If you were skeptical of the notion that Barack Obama never published anything as a member of the Harvard Law Review, your skepticism was justified. From Ben Smith and Jeffrey Ressner, over at Politico:

[A]n unsigned — and previously unattributed — 1990 article unearthed by Politico offers a glimpse at Obama’s views on abortion policy and the law during his student days, and provides a rare addition to his body of work.

The six-page summary, tucked into the third volume of the year’s Harvard Law Review, considers the charged, if peripheral, question of whether fetuses should be able to file lawsuits against their mothers. Obama’s answer, like most courts’: No.

As ATL readers know — see the posts collected under the Harvard Law Review category — ascertaining authorship of HLR student-written work can be controversial. How do we know Obama wrote this case comment?

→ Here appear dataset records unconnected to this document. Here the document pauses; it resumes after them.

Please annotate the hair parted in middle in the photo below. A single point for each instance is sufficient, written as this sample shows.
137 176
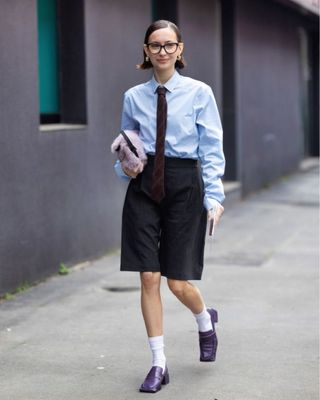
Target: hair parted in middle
161 24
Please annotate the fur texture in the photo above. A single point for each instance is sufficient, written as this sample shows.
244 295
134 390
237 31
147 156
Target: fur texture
125 155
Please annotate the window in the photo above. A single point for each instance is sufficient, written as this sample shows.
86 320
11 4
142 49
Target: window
62 89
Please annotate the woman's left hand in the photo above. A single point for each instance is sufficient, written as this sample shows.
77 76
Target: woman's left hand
215 213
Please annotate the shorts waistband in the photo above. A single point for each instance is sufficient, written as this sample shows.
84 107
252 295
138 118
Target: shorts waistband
175 161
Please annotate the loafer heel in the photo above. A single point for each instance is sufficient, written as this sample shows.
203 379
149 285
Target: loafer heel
155 378
208 340
165 379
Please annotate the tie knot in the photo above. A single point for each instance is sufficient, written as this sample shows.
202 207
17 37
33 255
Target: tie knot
161 90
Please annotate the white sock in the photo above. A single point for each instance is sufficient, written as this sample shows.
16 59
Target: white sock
204 321
157 347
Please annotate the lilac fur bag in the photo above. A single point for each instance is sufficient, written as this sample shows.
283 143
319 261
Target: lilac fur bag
130 150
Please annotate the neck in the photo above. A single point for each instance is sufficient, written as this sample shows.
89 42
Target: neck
163 76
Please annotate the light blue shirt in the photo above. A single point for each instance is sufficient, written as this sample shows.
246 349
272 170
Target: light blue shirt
193 127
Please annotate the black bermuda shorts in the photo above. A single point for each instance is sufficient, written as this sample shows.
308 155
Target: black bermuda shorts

The Obama campaign swiftly confirmed Obama’s authorship of the fetal rights article Thursday after a source told Politico he’d written it. The campaign also provided a statement on Harvard Law Review letterhead confirming that the unsigned piece was Obama’s – the only record of the anonymous authors is kept in the office of the Review president – and that records showed it was the only piece he’d written for the Review.

It’s pretty cool that “the only record of the anonymous authors is kept in the office of the Review president.” Like a Masonic temple, Gannett House is the repository of many secrets.
Having a hitherto unacknowledged case comment is better than having a hitherto unacknowledged baby girl.
Update: You can access a PDF of the Obama case comment over at TaxProf Blog.